Due to the impunity granted to security officials under laws such as AFSPA, thousands of cases of encounter deaths were not investigated for years. In 2017, a Supreme Court bench ordered a CBI probe into 1,528 cases of alleged extrajudicial killings from 2000-2012 by security forces and police in Manipur. 


The Court noted that despite NHRC guidelines stating that FIRs should be registered in all cases of encounter deaths, no FIR was registered against any uniformed personnel or member of the state police. Instead, charges have been filed against the deceased for alleged violations of law. 


Across India, there is evident a systemic failure of providing justice to victims of fake encounters and a glaring disregard for procedural guidelines. 


Against 111 cases of fake encounters documented by the NCAT, or even the more conservative 90 cases documented by NHRC in 2020, only three cases of encounter killings were registered in the year 2020, according to data from the National Crime Records Bureau. Two police personnel were arrested for “encounter” killings in the year and none were convicted. 

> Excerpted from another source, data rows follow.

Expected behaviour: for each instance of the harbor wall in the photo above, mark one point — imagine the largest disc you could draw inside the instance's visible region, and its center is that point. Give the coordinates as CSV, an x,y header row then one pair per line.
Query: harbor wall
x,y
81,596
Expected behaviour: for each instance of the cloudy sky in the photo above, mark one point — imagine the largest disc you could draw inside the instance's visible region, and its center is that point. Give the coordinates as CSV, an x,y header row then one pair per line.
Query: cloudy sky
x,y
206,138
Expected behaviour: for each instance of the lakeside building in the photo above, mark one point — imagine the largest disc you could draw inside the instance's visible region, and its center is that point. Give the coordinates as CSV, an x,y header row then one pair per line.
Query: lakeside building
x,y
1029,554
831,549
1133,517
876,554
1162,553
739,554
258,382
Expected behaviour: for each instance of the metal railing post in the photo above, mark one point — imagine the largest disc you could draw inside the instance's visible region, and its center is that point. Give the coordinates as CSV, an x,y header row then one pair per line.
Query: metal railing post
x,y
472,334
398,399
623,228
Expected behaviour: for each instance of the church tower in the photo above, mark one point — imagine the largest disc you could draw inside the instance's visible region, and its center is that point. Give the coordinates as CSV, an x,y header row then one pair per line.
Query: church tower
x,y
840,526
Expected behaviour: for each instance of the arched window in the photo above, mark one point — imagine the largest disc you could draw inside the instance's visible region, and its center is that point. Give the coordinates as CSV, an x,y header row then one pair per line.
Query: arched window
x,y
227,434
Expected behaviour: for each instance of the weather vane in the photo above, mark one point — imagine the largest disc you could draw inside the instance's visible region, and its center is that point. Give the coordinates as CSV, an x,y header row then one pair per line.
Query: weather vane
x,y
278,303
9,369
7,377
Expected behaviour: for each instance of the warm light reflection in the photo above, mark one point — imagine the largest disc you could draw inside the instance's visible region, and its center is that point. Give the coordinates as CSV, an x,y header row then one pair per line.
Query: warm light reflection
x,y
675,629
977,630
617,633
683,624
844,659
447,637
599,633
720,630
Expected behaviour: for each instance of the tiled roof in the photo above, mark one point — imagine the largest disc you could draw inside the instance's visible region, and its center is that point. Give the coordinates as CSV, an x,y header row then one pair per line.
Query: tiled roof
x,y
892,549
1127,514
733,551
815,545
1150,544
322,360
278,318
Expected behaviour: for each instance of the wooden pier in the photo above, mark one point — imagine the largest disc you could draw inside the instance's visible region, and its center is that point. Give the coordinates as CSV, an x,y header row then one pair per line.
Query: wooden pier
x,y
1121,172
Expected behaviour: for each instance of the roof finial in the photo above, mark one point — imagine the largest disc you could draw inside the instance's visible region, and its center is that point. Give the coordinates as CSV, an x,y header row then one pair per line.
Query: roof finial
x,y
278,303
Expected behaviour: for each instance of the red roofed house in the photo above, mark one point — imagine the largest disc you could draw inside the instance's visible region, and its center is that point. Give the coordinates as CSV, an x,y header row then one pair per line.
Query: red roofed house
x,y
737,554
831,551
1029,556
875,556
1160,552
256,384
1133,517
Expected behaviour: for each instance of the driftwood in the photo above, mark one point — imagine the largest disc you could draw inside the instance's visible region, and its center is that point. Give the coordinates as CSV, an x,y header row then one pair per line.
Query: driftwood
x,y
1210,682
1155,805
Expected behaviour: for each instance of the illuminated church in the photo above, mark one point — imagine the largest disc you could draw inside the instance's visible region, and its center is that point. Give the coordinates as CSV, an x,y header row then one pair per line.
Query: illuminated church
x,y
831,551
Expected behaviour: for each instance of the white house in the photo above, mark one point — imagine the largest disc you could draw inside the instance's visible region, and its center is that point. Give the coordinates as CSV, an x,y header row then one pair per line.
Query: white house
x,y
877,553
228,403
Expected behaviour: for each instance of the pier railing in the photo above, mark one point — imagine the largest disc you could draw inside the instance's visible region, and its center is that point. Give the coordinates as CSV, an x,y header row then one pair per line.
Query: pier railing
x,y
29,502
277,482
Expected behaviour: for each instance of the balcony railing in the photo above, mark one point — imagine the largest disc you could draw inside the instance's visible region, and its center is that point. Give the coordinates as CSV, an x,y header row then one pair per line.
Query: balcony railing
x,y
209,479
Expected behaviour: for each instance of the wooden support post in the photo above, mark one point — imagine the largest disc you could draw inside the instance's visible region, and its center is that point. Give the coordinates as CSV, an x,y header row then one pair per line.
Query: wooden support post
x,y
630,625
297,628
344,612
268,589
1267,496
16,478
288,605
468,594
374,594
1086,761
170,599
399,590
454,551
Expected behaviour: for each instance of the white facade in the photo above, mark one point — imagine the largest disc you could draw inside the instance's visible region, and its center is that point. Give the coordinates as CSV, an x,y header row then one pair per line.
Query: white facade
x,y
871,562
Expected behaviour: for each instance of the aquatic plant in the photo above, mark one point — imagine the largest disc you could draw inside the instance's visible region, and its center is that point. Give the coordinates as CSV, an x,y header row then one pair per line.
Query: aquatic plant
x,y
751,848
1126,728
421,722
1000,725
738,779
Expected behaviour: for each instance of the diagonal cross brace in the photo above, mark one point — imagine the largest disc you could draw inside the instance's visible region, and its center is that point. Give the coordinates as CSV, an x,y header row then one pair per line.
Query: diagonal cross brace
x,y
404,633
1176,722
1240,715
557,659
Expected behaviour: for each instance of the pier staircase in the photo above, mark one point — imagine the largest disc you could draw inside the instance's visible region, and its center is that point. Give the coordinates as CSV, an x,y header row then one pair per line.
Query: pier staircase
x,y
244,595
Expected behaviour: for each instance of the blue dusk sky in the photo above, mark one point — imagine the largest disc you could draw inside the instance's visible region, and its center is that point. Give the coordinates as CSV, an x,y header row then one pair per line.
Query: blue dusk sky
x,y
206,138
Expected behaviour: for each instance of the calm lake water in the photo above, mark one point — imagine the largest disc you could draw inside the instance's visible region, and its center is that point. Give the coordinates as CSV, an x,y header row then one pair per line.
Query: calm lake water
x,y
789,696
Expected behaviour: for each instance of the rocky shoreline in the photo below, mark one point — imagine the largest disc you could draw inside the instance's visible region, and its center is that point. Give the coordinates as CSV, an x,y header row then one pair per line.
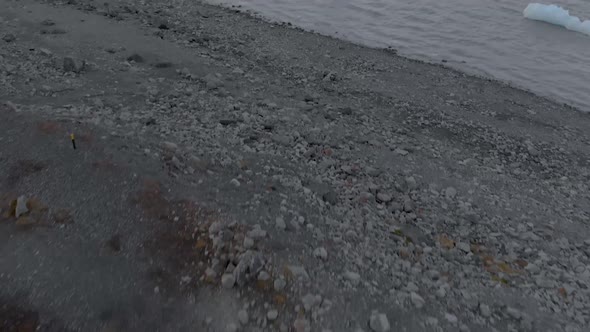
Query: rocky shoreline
x,y
345,188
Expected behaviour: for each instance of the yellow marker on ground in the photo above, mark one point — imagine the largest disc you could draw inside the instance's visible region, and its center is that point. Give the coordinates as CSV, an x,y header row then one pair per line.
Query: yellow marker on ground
x,y
73,140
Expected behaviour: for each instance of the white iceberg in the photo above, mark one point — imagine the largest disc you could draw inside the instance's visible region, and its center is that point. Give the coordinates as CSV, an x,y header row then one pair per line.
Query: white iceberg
x,y
556,15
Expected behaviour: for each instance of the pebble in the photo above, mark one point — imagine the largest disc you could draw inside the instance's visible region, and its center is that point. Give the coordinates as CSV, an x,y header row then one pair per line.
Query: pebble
x,y
450,193
379,322
321,253
210,273
280,223
9,38
451,318
417,300
383,198
228,281
308,301
298,271
231,327
353,277
72,65
279,284
257,233
485,310
330,197
514,313
169,146
272,314
401,152
248,242
411,183
463,246
21,206
135,58
243,317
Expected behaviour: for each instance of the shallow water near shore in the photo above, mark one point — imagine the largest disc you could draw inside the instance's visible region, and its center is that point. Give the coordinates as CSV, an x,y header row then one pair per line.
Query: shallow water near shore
x,y
490,38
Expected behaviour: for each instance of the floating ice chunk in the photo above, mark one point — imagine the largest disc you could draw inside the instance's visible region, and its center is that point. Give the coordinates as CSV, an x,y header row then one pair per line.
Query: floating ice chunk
x,y
556,15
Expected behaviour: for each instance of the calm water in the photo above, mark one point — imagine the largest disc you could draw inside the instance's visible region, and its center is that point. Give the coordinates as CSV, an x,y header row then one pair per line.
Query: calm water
x,y
491,36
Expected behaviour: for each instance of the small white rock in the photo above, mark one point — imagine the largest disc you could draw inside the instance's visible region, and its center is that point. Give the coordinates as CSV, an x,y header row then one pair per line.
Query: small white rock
x,y
484,310
243,317
451,318
417,300
321,253
280,223
231,327
21,206
379,322
228,281
279,284
248,243
353,277
450,192
272,314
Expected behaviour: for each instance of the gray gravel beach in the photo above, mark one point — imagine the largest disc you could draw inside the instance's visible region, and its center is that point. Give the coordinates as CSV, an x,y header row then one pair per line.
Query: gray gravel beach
x,y
232,174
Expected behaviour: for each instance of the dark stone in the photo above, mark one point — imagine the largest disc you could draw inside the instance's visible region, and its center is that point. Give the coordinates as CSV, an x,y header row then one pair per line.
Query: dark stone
x,y
163,65
135,58
330,197
9,38
71,65
227,122
47,23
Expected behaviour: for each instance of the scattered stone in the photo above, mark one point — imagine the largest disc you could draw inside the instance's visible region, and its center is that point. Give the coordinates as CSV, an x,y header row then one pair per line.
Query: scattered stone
x,y
279,284
169,146
227,122
216,227
514,313
280,223
228,281
463,246
401,152
257,233
383,198
321,253
72,65
210,274
213,82
163,64
243,317
272,314
417,300
248,242
21,206
231,327
114,243
9,38
330,197
450,193
409,205
48,22
411,183
451,318
301,324
308,301
297,271
135,58
379,322
353,277
485,310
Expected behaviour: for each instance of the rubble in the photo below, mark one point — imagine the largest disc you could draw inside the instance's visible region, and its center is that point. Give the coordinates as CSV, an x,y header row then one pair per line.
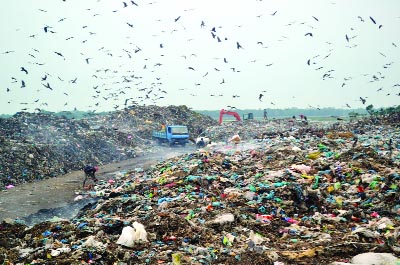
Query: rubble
x,y
38,146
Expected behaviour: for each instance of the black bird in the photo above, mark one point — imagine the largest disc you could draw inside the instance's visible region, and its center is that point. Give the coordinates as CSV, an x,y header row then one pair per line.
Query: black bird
x,y
46,28
373,20
47,86
60,54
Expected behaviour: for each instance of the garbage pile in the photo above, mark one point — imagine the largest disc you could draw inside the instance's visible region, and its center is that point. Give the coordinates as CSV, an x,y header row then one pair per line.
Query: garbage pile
x,y
284,200
38,146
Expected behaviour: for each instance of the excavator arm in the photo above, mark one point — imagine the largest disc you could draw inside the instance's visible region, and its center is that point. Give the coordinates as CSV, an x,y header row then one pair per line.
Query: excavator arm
x,y
227,112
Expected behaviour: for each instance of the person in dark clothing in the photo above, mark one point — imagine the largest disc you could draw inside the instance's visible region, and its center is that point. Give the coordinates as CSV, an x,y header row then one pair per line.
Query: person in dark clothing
x,y
90,172
201,143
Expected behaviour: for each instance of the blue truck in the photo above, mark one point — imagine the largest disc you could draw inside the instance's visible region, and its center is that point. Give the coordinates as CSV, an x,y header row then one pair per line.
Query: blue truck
x,y
173,134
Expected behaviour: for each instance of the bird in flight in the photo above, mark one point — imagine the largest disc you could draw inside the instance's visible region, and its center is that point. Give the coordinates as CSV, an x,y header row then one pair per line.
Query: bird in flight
x,y
24,70
60,54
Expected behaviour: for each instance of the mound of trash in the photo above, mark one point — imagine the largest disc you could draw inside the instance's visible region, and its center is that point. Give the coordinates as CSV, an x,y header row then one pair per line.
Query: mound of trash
x,y
36,146
279,200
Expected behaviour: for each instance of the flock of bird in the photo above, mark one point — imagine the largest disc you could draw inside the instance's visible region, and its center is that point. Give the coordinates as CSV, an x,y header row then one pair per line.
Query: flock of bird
x,y
125,87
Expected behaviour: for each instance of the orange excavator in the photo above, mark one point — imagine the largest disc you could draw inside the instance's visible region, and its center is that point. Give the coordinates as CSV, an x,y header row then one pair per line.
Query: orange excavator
x,y
228,112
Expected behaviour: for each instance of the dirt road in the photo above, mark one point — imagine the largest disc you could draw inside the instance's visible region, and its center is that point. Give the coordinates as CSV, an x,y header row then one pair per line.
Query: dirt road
x,y
56,196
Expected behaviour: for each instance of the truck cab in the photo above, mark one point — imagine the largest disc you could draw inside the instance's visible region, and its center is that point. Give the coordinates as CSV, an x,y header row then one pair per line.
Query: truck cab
x,y
173,134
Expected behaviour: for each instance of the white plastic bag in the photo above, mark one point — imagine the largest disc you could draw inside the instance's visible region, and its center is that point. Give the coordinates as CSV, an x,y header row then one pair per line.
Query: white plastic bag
x,y
131,235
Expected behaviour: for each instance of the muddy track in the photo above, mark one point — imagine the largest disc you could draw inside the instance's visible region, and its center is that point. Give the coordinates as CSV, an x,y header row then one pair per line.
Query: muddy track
x,y
59,192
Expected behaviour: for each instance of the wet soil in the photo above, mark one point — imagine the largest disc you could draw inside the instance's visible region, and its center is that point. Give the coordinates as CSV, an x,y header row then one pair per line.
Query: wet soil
x,y
55,196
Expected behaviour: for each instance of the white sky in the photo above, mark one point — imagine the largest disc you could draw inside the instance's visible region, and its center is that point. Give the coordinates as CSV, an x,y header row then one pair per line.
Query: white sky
x,y
370,60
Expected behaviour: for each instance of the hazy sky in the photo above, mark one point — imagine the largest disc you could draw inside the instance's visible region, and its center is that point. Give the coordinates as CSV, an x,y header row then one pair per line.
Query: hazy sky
x,y
99,54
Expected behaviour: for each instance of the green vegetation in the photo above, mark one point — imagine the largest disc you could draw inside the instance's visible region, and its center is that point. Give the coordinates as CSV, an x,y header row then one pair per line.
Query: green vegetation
x,y
319,114
382,111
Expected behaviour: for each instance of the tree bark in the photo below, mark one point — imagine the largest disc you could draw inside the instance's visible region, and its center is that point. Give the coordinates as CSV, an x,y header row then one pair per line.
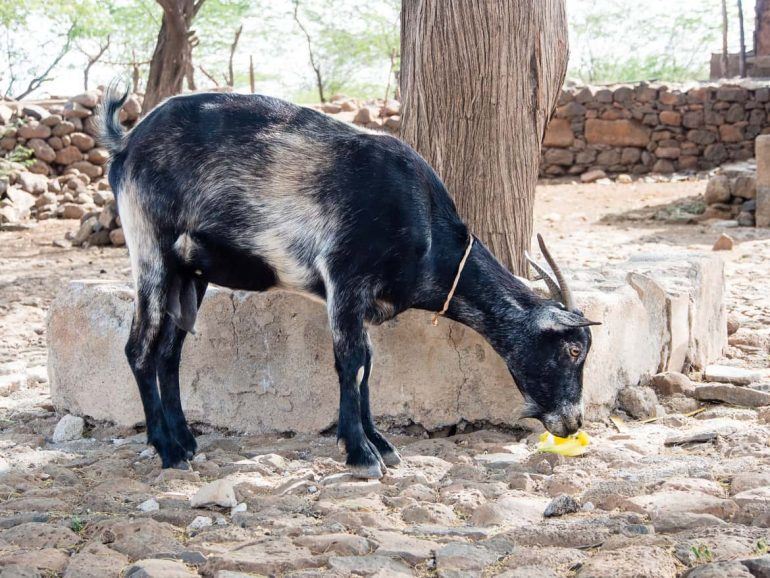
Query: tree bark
x,y
479,82
762,29
725,51
172,59
742,55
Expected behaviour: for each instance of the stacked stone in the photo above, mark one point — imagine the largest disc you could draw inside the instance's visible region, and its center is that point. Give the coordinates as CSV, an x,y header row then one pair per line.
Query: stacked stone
x,y
644,128
373,114
99,227
51,165
731,195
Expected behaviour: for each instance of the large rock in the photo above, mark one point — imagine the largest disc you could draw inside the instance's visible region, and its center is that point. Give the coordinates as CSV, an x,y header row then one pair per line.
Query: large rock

‘Encounter’ Killings As A Political Tool

Even while hiding under-reporting data political leaders do not fail to endorse such practises and capitalise on public mistrust in the justice system.

 

From the UP Chief Minister’s “aparadh karenge toh thok diye jaayenge (If you commit a crime, you will be knocked off)” comment and a tweet from the chief minister’s official account, listing as an “achievement” 430 “encounters” in six months, to Assam CM Himanta Biswa Sarma ordering the police to adopt a “zero-tolerance” approach, fake encounters easily turn into self-congratulatory speeches. 


Ethics and legality aside, such declarations and acts do work, if only for political gains. Public opinion ranges from apathy at best to encouragement at worst, as is evident from the survey findings on public perceptions. According to a 2017 study by Daksh, a think tank, the formal judicial system is not the most preferred form of conflict redressal for most Indians. 


When asked whom they would not approach, 40% of respondents told Daksh researchers that they would not approach the police; 32% said they would not approach lawyers. “This is a cause of worry as it shows that people do not approach these two fundamental pillars of the justice system when it comes to disputes,” said the study.


Regardless of the lack of faith in the judicial process, constitutional values prohibit both the people as well as law enforcers from taking the law into their own hands. Such killings are antithetical to human-right values, and the political trend of building a narrative to propagate extrajudicial means of serving justice effectively undermines India’s legal and constitutional ethos. 


(Radhika Jha is a lawyer and criminologist working with Common Cause and lead researcher of the Status of Policing in India Report series.)